Takacs J. [N2O-induced acute funicular myelosis in latent vitamin B 12 deficiency]. Anasthesiol Intensivmed Notfallmed Schmerzther 1996 Oct;31(8):525-528. [Article in German]
Abstract: The neurotoxicity of nitrous oxide ("laughing gas") had already been observed in 1956 when using N2O in the long-term sedation of tetanus patients. In 1967 Parbrook described leukopenic effects during long-term exposure to N2O. It was only in 1978 that further studies were conducted on myeloneuropathies and myelodepression under the influence of N2O. The basic cause is vitamin B12 deficiency and the irreversible oxidation of coenzyme B12 by N2O. Between 1986 and 1995 eight cases of acute funicular myelosis associated with latent vitamin B12 deficiency subsequent to nitrous oxide anaesthesia were reported. In our hospital, two further patients now have this disease. Two observations must be emphasised when assessing the 10 patients mentioned above: 1. There was no long-term exposure to N2O (> 6 hrs); the periods of anaesthesia were between 1.5 and 3.5 hrs. 2. Vitamin B12 deficiency was not known preoperatively, and there was no marked pernicious anaemia, so that the only pointers to the risk patients were supplied by the mean corpuscular haemoglobin (MCH) and the mean corpuscular volume (MCV) of the blood picture.

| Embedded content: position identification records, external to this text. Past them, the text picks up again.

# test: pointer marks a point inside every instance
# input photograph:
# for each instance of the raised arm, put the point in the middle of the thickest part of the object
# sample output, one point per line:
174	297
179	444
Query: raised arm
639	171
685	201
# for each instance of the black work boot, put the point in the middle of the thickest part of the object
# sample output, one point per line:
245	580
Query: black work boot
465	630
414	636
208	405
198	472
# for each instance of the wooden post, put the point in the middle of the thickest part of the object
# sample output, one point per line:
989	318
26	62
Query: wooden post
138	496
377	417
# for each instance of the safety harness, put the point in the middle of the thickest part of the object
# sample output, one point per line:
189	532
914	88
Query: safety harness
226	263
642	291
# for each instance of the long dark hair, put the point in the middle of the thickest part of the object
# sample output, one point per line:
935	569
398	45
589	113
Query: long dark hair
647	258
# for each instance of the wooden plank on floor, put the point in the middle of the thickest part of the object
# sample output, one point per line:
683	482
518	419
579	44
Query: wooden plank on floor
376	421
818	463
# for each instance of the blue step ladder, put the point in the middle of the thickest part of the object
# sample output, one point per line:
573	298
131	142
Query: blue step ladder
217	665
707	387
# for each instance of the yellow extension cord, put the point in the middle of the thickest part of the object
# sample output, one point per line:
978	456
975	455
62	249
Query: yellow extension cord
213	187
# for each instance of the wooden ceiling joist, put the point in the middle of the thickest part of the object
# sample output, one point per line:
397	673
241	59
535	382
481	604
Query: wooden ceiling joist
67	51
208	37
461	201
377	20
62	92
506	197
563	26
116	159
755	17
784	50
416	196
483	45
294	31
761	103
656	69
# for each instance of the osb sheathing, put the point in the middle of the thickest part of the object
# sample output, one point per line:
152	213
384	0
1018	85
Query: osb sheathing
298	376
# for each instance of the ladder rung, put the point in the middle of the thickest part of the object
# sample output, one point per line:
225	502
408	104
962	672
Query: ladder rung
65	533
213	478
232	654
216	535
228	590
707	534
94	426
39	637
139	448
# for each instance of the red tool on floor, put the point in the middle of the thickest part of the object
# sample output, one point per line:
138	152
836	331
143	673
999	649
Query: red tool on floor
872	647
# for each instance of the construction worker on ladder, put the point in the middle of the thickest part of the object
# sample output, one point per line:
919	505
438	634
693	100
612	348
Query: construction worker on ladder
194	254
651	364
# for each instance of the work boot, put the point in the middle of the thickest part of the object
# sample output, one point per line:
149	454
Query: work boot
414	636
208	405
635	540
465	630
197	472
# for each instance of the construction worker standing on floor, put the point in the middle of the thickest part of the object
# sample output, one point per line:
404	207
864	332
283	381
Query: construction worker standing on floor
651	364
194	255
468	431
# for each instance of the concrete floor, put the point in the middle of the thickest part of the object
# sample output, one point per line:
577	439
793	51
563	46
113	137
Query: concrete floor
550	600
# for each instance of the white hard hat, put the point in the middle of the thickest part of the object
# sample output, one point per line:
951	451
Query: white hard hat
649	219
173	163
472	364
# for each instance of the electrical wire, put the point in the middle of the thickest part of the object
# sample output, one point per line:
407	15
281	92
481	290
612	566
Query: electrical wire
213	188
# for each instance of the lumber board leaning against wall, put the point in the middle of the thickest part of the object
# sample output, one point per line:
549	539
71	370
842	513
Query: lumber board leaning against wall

van Achterbergh SM, Vorster BJ, Heyns AD. The effect of sepsis and short-term exposure to nitrous oxide on the bone marrow and the metabolism of vitamin B12 and folate. S Afr Med J 1990 Sep 1;78(5):260-263.
Abstract: It is recognised that prolonged anaesthesia with nitrous oxide (N2O) induces megaloblastic anaemia by oxidising vitamin B12. To determine whether sepsis aggravates the effect of N2O on haemopoiesis 5 patients with severe sepsis, who required surgery and were exposed to short-term (45-105 minutes) N2O anaesthesia, were studied. None had evidence of pre-operative vitamin B12 or folate deficiency. The effect of the combination of N2O anaesthesia and sepsis on DNA synthesis in bone marrow cells was assessed morphologically, and by the deoxyuridine suppression test. In 3 patients exposed to the longest duration (75-105 minutes) of N2O, addition of folinic acid and vitamin B12 partially improved the utilisation of deoxyuridine in vitro. No patient had evidence of megaloblastic haemopoiesis as judged by bone marrow morphology. It is concluded that prolonged N2O anaesthesia in patients with severe sepsis may adversely affect DNA synthesis. Although this effect did not manifest as overt megaloblastic erythropoiesis, it may be prudent to avoid N2O in such patients.